Notebooks

Six interactive Jupyter notebooks under examples/notebooks/ for single-GPU exploration. All use tiny 1–5M-param configs sized for interactive use — each runs end-to-end in well under a minute, except notebook 5 (optimizer comparison, ~2 min).

Every notebook opens with the same header:

  • Objectives — what you’ll learn

  • Requirements — hardware, data, prerequisites

  • Runtime — approximate wall time for Run All

Running

From the repo root:

uv run jupyter lab examples/notebooks/

Or execute a single notebook non-interactively:

uv run jupyter nbconvert --to notebook --execute \
  examples/notebooks/01_inspect_model.ipynb

Catalogue

#

Notebook

What it shows

1

01_inspect_model.ipynb

Build a model from ModelConfig, inspect layer shapes, run a forward pass

2

02_attention_visualization.ipynb

Capture attention weights per layer and head, plot heatmaps

3

03_activation_extraction.ipynb

Extract intermediate activations via ActivationStore and extract_representations(), save to .npz

4

04_checkpoint_analysis.ipynb

Train a tiny model, save a checkpoint, load it back, generate text

5

05_optimizer_comparison.ipynb

Train the same model with AdamW / Muon / Lion / Schedule-Free AdamW, plot loss curves

6

06_moe_routing.ipynb

Build an MoE model, visualize per-layer expert utilization

When to open which

  • Debugging a config: start with notebook 1 — it builds the model from your config and prints every layer’s shape.

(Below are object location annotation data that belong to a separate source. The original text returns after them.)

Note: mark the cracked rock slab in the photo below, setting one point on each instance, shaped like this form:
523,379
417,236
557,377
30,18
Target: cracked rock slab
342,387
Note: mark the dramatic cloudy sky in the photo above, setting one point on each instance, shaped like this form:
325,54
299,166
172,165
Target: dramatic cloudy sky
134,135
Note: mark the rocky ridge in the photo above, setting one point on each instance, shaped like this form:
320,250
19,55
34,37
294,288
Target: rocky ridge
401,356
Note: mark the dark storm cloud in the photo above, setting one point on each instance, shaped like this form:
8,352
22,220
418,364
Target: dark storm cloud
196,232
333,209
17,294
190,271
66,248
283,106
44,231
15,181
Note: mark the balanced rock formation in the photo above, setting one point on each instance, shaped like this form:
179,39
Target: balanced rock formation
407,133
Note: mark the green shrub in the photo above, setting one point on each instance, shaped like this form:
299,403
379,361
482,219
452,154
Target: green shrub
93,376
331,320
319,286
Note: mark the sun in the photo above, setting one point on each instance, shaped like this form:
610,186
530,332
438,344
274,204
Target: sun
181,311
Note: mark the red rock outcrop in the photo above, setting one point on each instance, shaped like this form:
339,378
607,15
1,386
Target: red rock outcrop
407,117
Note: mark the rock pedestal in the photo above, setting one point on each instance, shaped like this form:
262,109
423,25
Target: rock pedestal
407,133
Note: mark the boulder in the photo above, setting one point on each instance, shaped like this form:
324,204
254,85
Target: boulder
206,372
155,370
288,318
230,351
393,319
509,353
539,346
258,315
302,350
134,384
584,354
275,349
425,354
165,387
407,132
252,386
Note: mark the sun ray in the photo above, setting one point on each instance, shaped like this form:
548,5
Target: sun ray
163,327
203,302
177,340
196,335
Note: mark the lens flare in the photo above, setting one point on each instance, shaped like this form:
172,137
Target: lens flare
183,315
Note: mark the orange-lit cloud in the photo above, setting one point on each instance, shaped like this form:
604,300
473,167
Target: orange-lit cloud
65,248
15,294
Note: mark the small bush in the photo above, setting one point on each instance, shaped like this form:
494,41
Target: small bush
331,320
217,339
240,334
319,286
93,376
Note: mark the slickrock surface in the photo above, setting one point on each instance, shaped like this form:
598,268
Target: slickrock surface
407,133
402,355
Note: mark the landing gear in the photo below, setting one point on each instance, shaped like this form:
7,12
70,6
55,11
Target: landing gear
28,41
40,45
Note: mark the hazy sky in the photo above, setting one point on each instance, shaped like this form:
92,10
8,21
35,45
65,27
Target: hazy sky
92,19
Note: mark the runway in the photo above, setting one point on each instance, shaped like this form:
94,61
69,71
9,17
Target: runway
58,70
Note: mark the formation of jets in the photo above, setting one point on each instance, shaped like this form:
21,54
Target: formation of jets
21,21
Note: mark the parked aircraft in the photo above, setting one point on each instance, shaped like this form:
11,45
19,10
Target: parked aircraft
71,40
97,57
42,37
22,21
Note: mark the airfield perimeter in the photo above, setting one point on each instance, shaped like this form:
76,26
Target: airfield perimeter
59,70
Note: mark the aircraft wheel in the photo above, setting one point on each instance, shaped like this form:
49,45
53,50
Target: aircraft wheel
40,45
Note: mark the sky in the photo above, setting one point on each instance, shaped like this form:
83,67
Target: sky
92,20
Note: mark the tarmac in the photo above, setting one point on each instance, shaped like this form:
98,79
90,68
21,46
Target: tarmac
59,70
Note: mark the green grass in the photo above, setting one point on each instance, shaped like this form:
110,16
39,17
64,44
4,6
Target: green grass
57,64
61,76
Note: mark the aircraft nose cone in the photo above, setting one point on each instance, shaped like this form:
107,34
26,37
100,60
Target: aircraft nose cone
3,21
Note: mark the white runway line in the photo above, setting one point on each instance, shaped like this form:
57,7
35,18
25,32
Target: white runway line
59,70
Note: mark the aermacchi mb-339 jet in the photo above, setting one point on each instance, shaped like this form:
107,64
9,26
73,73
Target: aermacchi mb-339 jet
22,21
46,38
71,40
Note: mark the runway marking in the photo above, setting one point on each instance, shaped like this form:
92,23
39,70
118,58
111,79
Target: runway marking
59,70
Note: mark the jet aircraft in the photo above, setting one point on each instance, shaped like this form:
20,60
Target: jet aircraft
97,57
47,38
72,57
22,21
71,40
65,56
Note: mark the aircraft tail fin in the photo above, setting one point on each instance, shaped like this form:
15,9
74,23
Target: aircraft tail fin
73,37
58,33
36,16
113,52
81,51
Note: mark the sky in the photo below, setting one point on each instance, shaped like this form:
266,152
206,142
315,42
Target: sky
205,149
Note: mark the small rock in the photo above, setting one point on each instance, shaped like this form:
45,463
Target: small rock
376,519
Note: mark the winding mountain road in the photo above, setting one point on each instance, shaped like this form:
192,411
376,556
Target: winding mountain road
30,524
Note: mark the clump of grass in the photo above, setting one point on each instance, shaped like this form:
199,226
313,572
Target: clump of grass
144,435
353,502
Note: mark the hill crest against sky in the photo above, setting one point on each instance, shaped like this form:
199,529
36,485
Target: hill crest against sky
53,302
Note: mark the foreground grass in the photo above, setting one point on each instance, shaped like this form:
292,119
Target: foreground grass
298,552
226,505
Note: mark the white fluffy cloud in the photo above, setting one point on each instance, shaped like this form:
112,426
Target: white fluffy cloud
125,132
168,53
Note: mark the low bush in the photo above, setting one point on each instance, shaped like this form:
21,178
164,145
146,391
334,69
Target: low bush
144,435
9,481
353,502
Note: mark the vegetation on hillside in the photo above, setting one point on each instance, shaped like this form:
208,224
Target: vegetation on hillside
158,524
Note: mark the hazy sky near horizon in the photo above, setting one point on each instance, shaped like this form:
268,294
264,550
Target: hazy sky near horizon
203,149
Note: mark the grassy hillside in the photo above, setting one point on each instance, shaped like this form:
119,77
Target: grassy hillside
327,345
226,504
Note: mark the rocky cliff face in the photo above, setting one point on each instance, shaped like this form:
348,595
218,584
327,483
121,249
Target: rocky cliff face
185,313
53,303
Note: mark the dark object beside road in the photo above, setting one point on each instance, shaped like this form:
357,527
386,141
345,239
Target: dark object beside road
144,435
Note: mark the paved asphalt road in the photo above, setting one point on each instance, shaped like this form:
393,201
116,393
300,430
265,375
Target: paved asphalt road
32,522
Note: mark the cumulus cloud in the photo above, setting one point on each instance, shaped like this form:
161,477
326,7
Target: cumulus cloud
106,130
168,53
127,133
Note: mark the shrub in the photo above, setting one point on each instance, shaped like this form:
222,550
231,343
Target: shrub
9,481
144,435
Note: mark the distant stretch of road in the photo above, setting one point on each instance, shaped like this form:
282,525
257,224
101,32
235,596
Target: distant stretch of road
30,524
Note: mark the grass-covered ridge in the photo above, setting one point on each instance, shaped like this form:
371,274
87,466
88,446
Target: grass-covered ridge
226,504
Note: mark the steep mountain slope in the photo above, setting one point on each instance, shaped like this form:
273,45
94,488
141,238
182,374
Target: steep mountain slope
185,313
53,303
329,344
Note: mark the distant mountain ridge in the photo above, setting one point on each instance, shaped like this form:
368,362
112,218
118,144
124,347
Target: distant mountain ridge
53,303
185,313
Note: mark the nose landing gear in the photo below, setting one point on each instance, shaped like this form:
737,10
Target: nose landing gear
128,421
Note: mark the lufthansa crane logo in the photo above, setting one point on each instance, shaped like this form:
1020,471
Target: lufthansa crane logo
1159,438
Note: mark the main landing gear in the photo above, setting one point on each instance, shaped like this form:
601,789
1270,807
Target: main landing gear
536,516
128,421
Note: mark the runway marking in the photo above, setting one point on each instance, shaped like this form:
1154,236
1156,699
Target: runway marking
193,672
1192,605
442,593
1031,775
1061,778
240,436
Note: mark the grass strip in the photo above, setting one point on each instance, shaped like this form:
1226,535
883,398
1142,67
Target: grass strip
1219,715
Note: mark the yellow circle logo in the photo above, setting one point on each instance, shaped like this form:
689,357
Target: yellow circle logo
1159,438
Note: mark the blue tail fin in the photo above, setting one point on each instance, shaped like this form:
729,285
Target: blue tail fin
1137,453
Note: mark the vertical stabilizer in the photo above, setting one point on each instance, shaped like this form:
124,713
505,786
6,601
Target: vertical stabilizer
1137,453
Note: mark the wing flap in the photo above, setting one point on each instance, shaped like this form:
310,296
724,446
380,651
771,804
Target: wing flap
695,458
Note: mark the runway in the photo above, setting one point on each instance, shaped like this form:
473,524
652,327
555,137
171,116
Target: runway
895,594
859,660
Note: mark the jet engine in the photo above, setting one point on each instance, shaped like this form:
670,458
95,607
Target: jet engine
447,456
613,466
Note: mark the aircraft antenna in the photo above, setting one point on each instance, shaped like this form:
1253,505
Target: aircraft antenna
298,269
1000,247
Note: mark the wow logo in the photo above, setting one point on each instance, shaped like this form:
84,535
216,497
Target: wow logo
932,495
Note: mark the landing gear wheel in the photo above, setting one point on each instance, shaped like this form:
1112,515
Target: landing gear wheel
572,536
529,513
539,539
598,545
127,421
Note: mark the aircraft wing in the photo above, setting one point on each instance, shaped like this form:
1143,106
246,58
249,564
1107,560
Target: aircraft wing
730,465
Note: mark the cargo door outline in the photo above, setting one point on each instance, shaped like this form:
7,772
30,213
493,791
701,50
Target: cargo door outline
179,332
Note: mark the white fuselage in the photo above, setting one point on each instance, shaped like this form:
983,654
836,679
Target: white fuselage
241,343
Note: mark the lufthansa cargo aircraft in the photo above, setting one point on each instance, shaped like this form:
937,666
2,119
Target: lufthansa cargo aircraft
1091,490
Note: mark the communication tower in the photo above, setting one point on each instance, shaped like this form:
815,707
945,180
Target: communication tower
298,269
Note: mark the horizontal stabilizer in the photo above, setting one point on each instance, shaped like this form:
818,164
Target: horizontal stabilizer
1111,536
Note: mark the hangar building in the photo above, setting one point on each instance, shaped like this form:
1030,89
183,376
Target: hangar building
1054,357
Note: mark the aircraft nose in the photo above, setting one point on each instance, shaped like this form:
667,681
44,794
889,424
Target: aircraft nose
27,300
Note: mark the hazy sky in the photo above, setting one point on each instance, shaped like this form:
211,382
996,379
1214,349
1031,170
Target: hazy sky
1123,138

  • Interpretability setup: notebooks 2 and 3 cover the attention-capture and activation-extraction APIs you’ll use in a larger probing pipeline.

  • Checkpoint round-trips: notebook 4 is the minimal reproduction of “train → save → load → generate” that you can adapt for evaluating any checkpoint.

  • Optimizer ablations: notebook 5 is the reference pattern for a controlled comparison with per-optimizer LR sweeps.

  • MoE diagnostics: notebook 6 shows how to read get_expert_counts() output and spot dead or hot experts.

Requirements

  • 1 GPU (falls back to CPU where possible, but attention and training are slow).

  • Project dev dependencies installed via uv sync from the repo root.

Notebook outputs are stripped on commit (via the nbstripout pre-commit hook) to keep diffs clean, so you’ll always see empty outputs until you run them.

Note

These notebooks are meant to be run, not just read. The Sphinx site does not execute them or embed their outputs — open them in JupyterLab.